When investigating ‘how to get published’ one thing you are sure to come across is the advice to write for your audience. But until you have an audience, how do you know who your audience is? I write this blog each week, yet (with the exception of Nick who I grill every Monday to make sure he has read it) I have no idea who is reading it.
So who is reading? Some friends (maybe), some writers from my crit group, some people who were actually looking for ‘the novels of Natalie Hawthorne’ and a few people who have read one of my short stories and clicked on a link. And what demographic do all these people fall into… Human beings. That’s about as far down as I can narrow it.

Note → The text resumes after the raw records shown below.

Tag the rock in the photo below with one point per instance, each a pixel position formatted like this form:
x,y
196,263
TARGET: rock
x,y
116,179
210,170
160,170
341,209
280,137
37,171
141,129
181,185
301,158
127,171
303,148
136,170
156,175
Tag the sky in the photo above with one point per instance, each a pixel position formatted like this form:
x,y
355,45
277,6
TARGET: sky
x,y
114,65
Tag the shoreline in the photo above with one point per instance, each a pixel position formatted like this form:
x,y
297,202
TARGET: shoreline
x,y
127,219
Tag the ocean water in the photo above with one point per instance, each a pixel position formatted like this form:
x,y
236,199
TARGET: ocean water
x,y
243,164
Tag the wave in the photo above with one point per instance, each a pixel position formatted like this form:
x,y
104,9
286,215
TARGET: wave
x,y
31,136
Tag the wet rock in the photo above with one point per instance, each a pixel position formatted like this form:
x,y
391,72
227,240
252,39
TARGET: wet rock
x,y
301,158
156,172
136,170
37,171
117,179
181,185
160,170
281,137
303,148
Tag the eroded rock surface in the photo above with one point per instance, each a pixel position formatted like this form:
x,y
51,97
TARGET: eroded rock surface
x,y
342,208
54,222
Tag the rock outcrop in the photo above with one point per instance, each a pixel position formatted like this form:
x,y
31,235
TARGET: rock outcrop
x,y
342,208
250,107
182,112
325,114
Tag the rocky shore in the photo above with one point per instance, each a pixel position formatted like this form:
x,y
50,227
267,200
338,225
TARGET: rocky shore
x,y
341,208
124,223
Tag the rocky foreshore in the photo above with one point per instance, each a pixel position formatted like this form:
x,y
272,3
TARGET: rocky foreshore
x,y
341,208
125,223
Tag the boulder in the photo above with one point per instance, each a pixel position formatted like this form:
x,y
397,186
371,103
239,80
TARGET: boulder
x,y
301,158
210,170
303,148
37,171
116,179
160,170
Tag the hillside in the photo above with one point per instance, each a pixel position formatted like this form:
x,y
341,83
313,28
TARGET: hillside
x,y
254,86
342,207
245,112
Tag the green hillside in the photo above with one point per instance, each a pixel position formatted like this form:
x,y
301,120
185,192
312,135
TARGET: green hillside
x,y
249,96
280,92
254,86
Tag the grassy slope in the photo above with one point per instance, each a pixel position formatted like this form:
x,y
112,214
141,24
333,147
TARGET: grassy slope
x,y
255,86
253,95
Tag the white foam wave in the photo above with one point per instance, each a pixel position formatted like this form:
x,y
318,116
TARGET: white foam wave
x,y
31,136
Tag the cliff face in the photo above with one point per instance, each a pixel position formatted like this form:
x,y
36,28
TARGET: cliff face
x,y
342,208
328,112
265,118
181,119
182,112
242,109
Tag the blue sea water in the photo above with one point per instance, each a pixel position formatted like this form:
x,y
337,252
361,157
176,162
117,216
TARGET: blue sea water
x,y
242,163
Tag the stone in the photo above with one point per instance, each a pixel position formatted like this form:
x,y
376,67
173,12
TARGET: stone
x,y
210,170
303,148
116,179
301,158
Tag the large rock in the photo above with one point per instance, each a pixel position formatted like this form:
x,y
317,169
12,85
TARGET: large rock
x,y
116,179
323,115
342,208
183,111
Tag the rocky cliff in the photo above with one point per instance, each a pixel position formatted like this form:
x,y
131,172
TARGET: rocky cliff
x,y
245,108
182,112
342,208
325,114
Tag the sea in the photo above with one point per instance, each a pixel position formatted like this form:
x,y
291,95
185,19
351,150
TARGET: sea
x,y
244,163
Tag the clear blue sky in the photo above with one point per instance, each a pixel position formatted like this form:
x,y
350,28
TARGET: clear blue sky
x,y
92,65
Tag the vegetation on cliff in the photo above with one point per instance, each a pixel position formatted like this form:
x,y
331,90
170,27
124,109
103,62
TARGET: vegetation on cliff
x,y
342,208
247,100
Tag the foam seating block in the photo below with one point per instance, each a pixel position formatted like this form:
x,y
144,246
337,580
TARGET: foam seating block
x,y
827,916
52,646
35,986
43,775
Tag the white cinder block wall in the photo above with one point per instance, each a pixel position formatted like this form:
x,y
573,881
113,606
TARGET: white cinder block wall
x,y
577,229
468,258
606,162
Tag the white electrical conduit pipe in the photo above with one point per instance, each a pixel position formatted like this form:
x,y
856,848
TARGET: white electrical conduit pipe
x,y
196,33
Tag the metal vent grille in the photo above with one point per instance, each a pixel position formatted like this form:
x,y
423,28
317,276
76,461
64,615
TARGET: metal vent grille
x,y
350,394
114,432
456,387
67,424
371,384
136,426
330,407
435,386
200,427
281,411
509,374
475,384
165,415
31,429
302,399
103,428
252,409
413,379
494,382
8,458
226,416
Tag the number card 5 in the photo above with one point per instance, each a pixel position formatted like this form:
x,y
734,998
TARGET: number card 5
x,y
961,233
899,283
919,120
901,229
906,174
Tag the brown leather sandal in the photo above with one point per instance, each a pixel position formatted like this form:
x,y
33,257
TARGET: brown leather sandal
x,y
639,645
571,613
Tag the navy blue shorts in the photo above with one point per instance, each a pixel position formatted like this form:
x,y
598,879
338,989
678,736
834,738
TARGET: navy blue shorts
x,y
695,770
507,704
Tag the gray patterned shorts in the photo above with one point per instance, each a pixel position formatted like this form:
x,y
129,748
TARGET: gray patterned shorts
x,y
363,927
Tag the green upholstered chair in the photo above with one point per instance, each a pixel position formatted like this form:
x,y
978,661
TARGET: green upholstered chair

So what does this mean for finding your audience? Well the fact is, for an unpublished author, the known audience is you! So write what you want to read, and let the audience find it. Your passion for the project will always shine through so much brighter if you love what you are writing. If you write what you think people want to read, your work will be the average of everything before it, and offer nothing new to the reader.
True, you could target a known audience in the hope of getting a ready-made following, for example; you write a novel about a boy wizard who is bitten and becomes a vampire. Just for the sake of it, let’s say your novel finds a publisher and sells well. Then you must write another book in the series, and another. No one is interested in the novels you actually want to write, just the boy-wizard-vampire books. Is that what you want? And remember we are ignoring the fact that right now there are probably over a thousand similar books trying to find homes with publishers.
Having said that, I wouldn’t suggest you purposely not write for a popular market, but if you do, ensure that you can fall in love with your story. You might spend a lot of time with these characters, they might pull you away from the other novels you want to finish, so make sure they are the characters you want to hang out with. If you are writing something you hate, you might as well stay in your day job.